Although the Office of the Attorney General will not file suit in this matter, nothing within the OMA prohibits an individual from instituting an action for injunctive or declaratory relief in Superior Court. See R.I. Gen Laws § 42-46-8(c). The OMA allows the Complainant to file a complaint within ninety (90) days from the date of the Attorney General’s closing of the complaint or within one hundred eighty (180) days of the alleged violation, whichever occurs later. See id. Please be advised that we are closing this file as of the date of this letter.
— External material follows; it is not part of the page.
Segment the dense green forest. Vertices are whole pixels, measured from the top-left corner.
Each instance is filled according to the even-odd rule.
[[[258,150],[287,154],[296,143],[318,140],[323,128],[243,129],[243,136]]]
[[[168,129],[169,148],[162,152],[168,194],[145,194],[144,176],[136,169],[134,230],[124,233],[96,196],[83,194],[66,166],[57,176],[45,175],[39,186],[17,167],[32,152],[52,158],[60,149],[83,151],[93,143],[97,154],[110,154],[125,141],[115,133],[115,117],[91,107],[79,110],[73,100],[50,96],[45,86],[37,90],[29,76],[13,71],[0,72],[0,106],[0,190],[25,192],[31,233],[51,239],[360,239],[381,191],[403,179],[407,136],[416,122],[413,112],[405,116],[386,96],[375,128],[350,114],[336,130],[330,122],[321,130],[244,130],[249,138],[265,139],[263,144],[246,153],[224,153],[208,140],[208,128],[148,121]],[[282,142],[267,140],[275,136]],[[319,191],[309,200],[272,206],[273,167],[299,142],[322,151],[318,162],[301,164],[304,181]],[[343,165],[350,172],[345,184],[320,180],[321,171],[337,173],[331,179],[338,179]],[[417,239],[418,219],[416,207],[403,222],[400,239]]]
We thank you for your interest in keeping government open and accountable to the public.






/s/ Adam D. Roach

Adam D. Roach

Special Assistant Attorney General





[1] “RIAC Committee” is a term utilized by the Complainant but not adopted by RIAC. RIAC refers instead to “certain meetings,” and does not acknowledge the existence of a separate public entity. For ease, we will refer to the assemblage in question as the “Committee.”

[2] The Complainant does not assert that RIAC itself, or any other public body, has violated the OMA through these meetings, only that the “Committee” is subject to and in violation of the OMA. As such, we will limit our analysis to the actions of the Committee.

[3] The Complainant makes other references to Committee actions being subject to ratification by a public body, including: “[the Committee] supported [a] resolution for the City Council’s review,” “the [Committee] meetings findings (sic) … are reported out to either the RIAC Board, the Warwick City Council, or both,” and “[a Committee member] took this initiative forward to the Warwick City Council … presenting what he wrote up of the findings of the [Committee].”

[4] The Complainant also concedes that the Committee is exempt from the requirement to file meeting minutes with the Secretary of State, noting “[the Complainant] agrees that the [Committee] does not presently fall under that provision of electronic transmission of minutes.” See R.I. Gen. Laws § 42-46-7(d).